Bila jatuh korban dalam rangka penegakan ketertiban dan hukum, aparat yang sudah bertindak sesuai prosedur harus dilindungi dari tuduhan pelanggaran HAM secara sepihak.

Bila sekelompok orang dengan leluasa main hakim sendiri dengan hukum jalanan atau hukum rimba, wibawa penegak hukum akan merosot.

Keempat, warga komunitas korban harus belajar memperdengarkan kebrutalan tindak kekerasan yang yang dialaminya. Korban harus menjerit sedemikian rupa sampai komunitas yang lebih luas tersentak dan secara kolektif melakukan aksi protes.
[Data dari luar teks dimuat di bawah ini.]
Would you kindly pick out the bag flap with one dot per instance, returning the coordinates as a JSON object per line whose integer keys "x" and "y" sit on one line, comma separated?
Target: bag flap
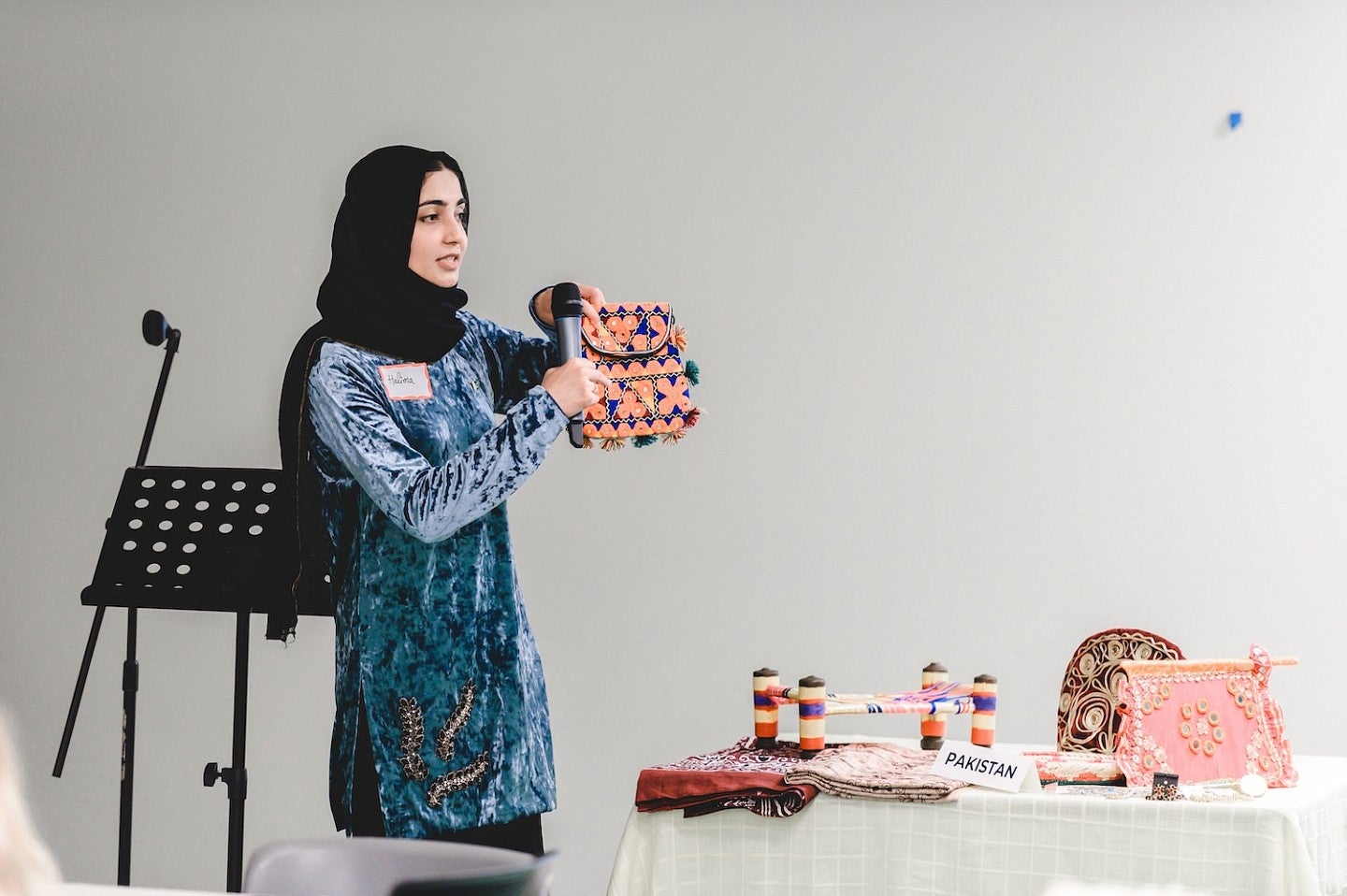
{"x": 630, "y": 329}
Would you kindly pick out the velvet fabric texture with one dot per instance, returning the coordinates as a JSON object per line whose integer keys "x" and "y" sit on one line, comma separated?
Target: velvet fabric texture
{"x": 431, "y": 633}
{"x": 372, "y": 299}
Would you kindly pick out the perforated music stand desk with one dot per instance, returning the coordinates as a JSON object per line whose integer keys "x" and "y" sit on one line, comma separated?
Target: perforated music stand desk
{"x": 193, "y": 538}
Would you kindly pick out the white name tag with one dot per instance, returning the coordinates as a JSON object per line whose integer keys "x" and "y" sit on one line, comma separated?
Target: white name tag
{"x": 1000, "y": 770}
{"x": 406, "y": 382}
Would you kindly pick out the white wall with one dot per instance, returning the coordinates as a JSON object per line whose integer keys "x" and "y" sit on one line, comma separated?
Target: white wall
{"x": 1007, "y": 339}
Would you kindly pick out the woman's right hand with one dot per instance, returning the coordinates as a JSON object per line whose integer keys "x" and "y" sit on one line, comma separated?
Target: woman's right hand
{"x": 575, "y": 384}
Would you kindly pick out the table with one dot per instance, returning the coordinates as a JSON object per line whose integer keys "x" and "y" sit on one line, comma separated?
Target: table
{"x": 64, "y": 889}
{"x": 1291, "y": 841}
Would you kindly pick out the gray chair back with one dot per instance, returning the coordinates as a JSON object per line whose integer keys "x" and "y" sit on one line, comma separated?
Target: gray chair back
{"x": 375, "y": 865}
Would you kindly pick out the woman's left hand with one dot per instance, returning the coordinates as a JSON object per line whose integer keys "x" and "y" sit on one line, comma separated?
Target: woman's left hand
{"x": 591, "y": 298}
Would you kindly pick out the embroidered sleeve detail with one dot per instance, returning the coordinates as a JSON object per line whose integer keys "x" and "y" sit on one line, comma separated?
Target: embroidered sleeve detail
{"x": 456, "y": 780}
{"x": 413, "y": 734}
{"x": 444, "y": 736}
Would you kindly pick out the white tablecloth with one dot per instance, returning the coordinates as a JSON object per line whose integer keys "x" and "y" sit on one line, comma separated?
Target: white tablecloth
{"x": 1291, "y": 841}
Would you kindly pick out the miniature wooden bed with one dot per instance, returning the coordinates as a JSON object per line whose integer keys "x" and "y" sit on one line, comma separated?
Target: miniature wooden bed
{"x": 937, "y": 698}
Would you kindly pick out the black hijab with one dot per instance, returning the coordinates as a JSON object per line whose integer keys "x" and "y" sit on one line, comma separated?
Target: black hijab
{"x": 369, "y": 296}
{"x": 372, "y": 299}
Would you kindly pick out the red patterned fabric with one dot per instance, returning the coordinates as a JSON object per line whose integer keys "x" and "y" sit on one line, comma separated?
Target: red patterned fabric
{"x": 1087, "y": 710}
{"x": 740, "y": 776}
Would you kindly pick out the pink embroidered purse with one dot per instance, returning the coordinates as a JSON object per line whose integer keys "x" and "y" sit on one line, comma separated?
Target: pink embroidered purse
{"x": 1202, "y": 720}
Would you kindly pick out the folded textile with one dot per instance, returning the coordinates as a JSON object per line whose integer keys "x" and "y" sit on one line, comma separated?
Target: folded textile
{"x": 877, "y": 771}
{"x": 1077, "y": 768}
{"x": 740, "y": 776}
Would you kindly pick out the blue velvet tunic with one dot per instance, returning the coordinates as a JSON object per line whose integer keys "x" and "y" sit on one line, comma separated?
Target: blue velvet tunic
{"x": 431, "y": 635}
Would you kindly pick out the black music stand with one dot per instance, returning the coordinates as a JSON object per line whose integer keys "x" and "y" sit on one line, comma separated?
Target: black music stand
{"x": 192, "y": 538}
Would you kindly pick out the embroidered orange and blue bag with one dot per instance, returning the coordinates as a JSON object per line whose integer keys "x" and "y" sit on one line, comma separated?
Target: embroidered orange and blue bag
{"x": 640, "y": 348}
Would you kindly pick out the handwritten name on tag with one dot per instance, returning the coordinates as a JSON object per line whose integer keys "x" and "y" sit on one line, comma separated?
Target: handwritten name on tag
{"x": 404, "y": 382}
{"x": 1000, "y": 770}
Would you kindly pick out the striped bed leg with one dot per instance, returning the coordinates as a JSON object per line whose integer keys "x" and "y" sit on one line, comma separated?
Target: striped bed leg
{"x": 765, "y": 713}
{"x": 813, "y": 697}
{"x": 983, "y": 710}
{"x": 933, "y": 727}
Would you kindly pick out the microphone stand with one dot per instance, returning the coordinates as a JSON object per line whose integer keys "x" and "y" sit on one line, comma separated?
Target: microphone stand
{"x": 129, "y": 669}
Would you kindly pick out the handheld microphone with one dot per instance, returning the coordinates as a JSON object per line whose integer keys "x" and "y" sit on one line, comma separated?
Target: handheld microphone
{"x": 153, "y": 327}
{"x": 566, "y": 312}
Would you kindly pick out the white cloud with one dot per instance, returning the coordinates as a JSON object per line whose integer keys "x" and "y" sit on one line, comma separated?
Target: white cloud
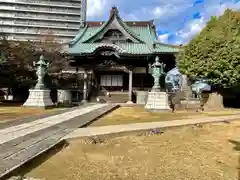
{"x": 97, "y": 8}
{"x": 193, "y": 27}
{"x": 171, "y": 8}
{"x": 163, "y": 38}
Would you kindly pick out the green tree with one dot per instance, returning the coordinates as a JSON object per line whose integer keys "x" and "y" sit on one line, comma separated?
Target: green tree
{"x": 215, "y": 53}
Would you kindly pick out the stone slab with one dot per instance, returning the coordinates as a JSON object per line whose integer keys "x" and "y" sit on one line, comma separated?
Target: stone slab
{"x": 106, "y": 130}
{"x": 15, "y": 122}
{"x": 27, "y": 147}
{"x": 39, "y": 98}
{"x": 28, "y": 128}
{"x": 157, "y": 101}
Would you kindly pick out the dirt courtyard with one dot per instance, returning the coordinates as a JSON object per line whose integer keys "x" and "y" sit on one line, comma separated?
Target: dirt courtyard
{"x": 206, "y": 152}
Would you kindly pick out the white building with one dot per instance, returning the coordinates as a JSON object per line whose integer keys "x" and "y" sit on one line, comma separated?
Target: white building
{"x": 28, "y": 19}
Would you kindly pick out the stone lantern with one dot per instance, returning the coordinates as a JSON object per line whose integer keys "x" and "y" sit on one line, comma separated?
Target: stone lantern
{"x": 157, "y": 100}
{"x": 40, "y": 95}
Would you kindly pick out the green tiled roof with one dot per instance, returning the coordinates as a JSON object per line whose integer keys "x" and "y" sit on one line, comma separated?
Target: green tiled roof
{"x": 145, "y": 40}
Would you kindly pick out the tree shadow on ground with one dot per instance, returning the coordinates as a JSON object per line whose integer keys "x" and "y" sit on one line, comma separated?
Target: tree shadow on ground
{"x": 237, "y": 148}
Pemenang Nobel Perdamaian dari Rusia, Aleksandr Solzhenitsyn mengimbau korban rezim komunis di negerinya untuk menjerit ketika ditangkap (The Gulag Archipelago, 1973, hal. 15), "Millions are being subjected to silent reprisals! If many such outcries had been heard all over the city in the course of a day, would not our fellow citizens perhaps have begun to bristle? And would arrests perhaps no longer have been so easy."

Keberanian korban kekerasan di Indonesia untuk menyuarakan kebrutalan dan penderitaannya sudah lebih maju sekarang dibandingkan pada masa Orde Baru. Tergerak oleh penderitaan sesama warga yang memilukan dan yang menginjak-injak martabat manusia, gerakan-gerakan anti kekerasan bermunculan di Indonesia. Mudah-mudahan dengan perjuangan kolektif ini mitos komunitas korban akan pudar dan selanjutnya lenyap dari Tanah Air.
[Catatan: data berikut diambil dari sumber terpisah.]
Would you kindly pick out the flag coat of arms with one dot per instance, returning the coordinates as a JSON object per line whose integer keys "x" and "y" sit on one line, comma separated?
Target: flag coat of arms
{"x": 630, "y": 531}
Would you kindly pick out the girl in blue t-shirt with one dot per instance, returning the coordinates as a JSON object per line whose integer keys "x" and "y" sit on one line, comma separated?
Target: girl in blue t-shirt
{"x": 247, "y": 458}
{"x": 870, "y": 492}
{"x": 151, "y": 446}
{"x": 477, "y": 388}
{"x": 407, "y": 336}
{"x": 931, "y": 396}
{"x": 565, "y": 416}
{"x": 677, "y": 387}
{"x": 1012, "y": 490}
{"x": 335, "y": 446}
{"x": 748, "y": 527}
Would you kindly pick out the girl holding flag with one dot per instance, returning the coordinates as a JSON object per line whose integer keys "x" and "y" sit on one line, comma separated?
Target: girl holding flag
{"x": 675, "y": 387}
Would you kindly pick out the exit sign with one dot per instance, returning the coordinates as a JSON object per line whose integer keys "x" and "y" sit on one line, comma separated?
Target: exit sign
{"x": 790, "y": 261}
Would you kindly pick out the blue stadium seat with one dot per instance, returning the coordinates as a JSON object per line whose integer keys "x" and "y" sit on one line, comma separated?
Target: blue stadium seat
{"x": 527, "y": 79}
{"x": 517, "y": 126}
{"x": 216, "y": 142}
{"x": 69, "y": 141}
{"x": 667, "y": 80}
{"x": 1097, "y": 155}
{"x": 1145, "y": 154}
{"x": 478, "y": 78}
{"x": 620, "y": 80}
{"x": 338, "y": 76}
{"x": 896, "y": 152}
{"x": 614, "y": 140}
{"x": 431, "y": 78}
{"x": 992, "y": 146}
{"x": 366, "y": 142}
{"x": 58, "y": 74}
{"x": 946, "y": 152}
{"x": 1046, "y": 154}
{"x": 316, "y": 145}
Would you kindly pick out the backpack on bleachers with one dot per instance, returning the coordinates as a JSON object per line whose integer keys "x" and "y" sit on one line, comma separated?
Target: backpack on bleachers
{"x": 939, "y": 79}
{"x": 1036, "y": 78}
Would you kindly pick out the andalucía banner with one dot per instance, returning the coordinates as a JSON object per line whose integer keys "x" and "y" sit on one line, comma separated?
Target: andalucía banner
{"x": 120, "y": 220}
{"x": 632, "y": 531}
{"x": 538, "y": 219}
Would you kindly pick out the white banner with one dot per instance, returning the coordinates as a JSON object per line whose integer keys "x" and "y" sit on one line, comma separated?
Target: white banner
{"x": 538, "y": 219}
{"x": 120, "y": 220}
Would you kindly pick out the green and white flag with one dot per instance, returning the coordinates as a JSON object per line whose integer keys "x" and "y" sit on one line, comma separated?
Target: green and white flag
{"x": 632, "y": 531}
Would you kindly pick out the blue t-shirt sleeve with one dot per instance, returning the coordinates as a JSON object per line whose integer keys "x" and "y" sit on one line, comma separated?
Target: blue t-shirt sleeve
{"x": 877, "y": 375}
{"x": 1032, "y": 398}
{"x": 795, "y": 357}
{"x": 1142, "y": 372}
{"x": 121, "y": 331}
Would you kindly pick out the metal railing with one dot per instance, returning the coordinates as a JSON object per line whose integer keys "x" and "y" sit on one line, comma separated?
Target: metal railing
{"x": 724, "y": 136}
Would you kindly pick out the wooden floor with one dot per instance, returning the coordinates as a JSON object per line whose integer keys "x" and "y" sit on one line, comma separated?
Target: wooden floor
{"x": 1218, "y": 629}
Sebagai gantinya, muncul civilized civil society (masyarakat madani yang beradab), masyarakat yang warganya menghormati hukum, menghargai milik dan keselamatan orang lain.

Antara Ironi dan Mimpi
Arah cita-cita reformasi di Tanah Air kini berbelok dengan maraknya aksi massa yang lepas kendali dan berjalan di luar koridor hukum-hukum. Orang mengatakan bahwa itu adalah euforia reformasi, tetapi tidak salah juga dikatakan bahwa itu adalah ironi.
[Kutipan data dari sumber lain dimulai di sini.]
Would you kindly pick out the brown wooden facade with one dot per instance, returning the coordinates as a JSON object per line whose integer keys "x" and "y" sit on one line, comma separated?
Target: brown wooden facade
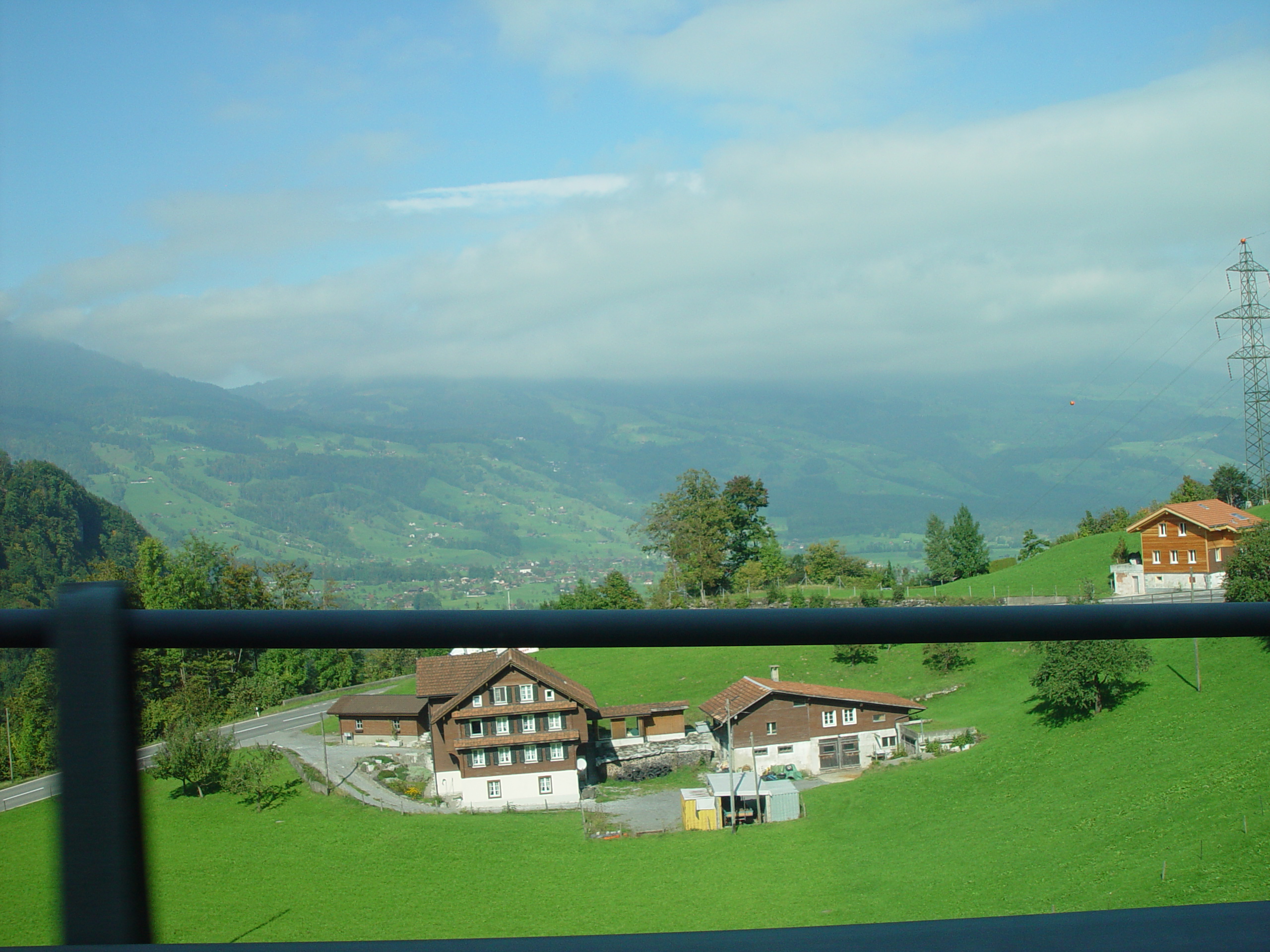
{"x": 1192, "y": 537}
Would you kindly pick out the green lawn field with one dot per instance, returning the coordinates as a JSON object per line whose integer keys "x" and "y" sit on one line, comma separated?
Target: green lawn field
{"x": 1034, "y": 818}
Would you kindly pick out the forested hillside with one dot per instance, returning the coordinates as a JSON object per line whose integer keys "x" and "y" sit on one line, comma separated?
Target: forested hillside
{"x": 53, "y": 531}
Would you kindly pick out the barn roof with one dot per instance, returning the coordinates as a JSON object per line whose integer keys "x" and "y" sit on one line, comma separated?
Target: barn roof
{"x": 1209, "y": 513}
{"x": 639, "y": 710}
{"x": 749, "y": 691}
{"x": 379, "y": 706}
{"x": 493, "y": 665}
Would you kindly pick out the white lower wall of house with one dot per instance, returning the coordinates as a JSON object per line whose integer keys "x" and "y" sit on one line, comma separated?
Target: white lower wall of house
{"x": 803, "y": 757}
{"x": 450, "y": 783}
{"x": 521, "y": 790}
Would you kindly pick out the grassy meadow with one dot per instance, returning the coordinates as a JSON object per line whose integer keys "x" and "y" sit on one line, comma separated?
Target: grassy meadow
{"x": 1037, "y": 817}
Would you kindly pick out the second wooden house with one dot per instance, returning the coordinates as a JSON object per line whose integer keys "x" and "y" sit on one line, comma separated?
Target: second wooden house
{"x": 816, "y": 728}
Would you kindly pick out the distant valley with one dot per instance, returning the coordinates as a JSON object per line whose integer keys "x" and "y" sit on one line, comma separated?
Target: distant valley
{"x": 380, "y": 481}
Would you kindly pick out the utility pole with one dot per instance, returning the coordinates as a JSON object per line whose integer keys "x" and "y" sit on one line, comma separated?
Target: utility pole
{"x": 1257, "y": 381}
{"x": 732, "y": 786}
{"x": 325, "y": 765}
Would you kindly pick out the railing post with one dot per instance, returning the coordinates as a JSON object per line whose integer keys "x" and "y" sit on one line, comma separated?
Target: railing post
{"x": 105, "y": 898}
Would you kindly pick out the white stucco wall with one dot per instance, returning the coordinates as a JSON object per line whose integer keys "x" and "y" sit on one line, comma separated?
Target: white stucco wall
{"x": 521, "y": 790}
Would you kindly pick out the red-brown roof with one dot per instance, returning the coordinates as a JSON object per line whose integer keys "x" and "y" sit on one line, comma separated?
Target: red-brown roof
{"x": 446, "y": 676}
{"x": 640, "y": 710}
{"x": 379, "y": 706}
{"x": 749, "y": 691}
{"x": 1209, "y": 513}
{"x": 496, "y": 665}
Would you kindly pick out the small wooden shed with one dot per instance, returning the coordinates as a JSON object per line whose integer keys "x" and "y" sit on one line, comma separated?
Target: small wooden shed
{"x": 699, "y": 809}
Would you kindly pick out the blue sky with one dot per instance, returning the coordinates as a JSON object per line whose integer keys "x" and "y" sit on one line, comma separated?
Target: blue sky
{"x": 243, "y": 191}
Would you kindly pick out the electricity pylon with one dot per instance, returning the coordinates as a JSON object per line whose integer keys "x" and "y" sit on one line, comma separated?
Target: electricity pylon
{"x": 1257, "y": 381}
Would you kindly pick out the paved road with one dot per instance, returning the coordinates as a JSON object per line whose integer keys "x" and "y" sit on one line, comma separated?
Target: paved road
{"x": 246, "y": 733}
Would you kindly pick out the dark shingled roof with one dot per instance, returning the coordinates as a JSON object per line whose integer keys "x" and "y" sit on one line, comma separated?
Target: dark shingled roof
{"x": 639, "y": 710}
{"x": 379, "y": 706}
{"x": 750, "y": 691}
{"x": 445, "y": 676}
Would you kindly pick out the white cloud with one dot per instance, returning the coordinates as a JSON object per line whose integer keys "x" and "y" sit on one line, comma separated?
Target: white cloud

Ruang gerak yang lebih bebas bukannya dimanfaatkan untuk melakukan reformasi fundamental dalam bidang hukum dan kehidupan bernegara, malah untuk reformasi tambal sulam yang jauh dari inti persoalan bangsa.

Maraknya aksi massa yang potensial menjurus ke anarki sosial dan susah diprediksi menyebabkan Indonesia mendapat ranking sebagai salah satu negara dengan risiko investasi sangat tinggi.

Bukan suatu yang mustahil bangsa Indonesia bebas dari mitos komunitas korban, asalkan pemerintah dan masyarakat bermimpi sama. Mimpi melihat warga bebas dari kekerasan yang sewenang-wenang. Tokoh perjuangan anti-kekerasan dari Brasil, Almarhum Helder Camara mengajak kita untuk berani bermimpi demikian, "When we dream alone, it is just a dream. When we dream together, it's the dawn of reality."